Fresh fruit marketability is linked to shelf-life, which is affected by firmness. Both traits have been shown to be associated with malate content in tomato (López et al. 2015) through a neural network approach (self-organizing maps; Table 1). In the same study, another important commercial trait (fruit morphology) showed to be associated strongly with aspartate, glutamate and 2-oxoglutarate (López et al. 2015).
4.5 When assessing diversity of crop core collections or other genetic resources
A recent application of plant metabolomics that has already been implemented in biotechnology and seed companies is the assessment of metabolic diversity within their crop core population or genetic lineage. This has been done for instance by Monsanto® in soybean (Kusano et al. 2015; Harrigan et al. 2015) and maize (Venkatesh et al. 2016) as well as by Pioneer® in the latter species (Baniasadi et al. 2014; Zeng et al. 2014; Asiago et al. 2012). Authors underline the potential of metabolomics to separate genetic and environmental effects on crop diversity (Venkatesh et al. 2016; Baniasadi et al. 2014) or for substantial equivalence studies of genetically modified (GM) genotypes (Harrigan et al. 2015; Baniasadi et al. 2014; Asiago et al. 2012). These results could be used to improve acceptance of GMOs and might also be used for regulatory purposes (Zeng et al. 2014). These companies have all the necessary tools in house to use metabolic data for breeding. Indeed several of their publications have already shown associations of key performance criteria with metabolites, for instance for yield in soybean (Kusano et al. 2015) or plant and ear height in maize (Venkatesh et al. 2016).

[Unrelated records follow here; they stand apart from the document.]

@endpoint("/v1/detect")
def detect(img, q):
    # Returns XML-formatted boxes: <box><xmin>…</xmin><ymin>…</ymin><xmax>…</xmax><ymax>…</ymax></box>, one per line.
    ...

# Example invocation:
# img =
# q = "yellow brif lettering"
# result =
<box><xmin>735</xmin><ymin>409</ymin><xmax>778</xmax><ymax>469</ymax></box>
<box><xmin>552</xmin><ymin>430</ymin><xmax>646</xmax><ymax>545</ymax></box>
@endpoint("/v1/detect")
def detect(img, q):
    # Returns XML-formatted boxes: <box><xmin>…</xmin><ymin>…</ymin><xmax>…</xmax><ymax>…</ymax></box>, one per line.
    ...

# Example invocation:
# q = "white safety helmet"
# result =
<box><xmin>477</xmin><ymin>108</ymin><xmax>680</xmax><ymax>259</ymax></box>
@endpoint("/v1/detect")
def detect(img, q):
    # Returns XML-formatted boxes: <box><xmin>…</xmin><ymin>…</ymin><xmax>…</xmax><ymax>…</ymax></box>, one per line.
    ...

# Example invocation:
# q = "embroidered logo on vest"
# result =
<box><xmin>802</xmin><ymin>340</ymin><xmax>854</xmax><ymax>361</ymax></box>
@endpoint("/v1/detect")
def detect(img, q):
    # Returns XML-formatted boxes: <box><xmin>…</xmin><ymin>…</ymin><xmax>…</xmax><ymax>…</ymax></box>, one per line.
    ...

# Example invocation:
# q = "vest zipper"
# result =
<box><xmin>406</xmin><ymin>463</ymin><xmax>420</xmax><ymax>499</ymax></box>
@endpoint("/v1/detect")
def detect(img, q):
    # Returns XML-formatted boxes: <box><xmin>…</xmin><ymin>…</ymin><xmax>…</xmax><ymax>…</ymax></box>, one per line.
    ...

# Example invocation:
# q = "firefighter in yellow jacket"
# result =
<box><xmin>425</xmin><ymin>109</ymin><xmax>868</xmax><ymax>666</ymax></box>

4.6 When working on impact of abiotic and biotic stress
Metabolites can also be used as markers to estimate plant performance under stress conditions (Feussner and Polle 2015; Fraire-Velázquez and Balderas-Hernández 2013). Obata et al. (2015) found that myo-inositol accumulated in young leaves was constitutively and negatively associated with grain yield under at least some drought stress scenarios in maize (−0.54; Table 1) In rice, Quistián-Martínez et al. (2011) identified trehalose as a putative inducible marker in drought-tolerant rice genotypes, while Degenkolbe et al. (2013) reported eight metabolites that were positively accumulated in drought-tolerant varieties (including allantoin, galactaric and gluconic acid, glucose and salicylic acid glucopyranoside; Table 1). Interestingly, allantoin was also associated with salt-stress tolerance in rice (Table 1; Nam et al. 2015). Although ‘constitutive’ metabolic markers, e.g. those measured in plant material obtained under standard conditions and at young developmental stages (Riedelsheimer et al. 2012b; Riedelsheimer et al. 2012a), might be of great interest when stress resistance can be estimated, it is likely that ‘inducible’ metabolic markers will be needed to evaluate tolerance in stressed conditions and to train the prediction models of resistance. For this, the combined use of phenotyping platforms (Tisne et al. 2013) providing reproductive and relevant stress scenarios combined with pertinent metabolic analyses could be very valuable. However, such a strategy involving ecophysiologists, biochemists and geneticists still requires sustained exploratory efforts.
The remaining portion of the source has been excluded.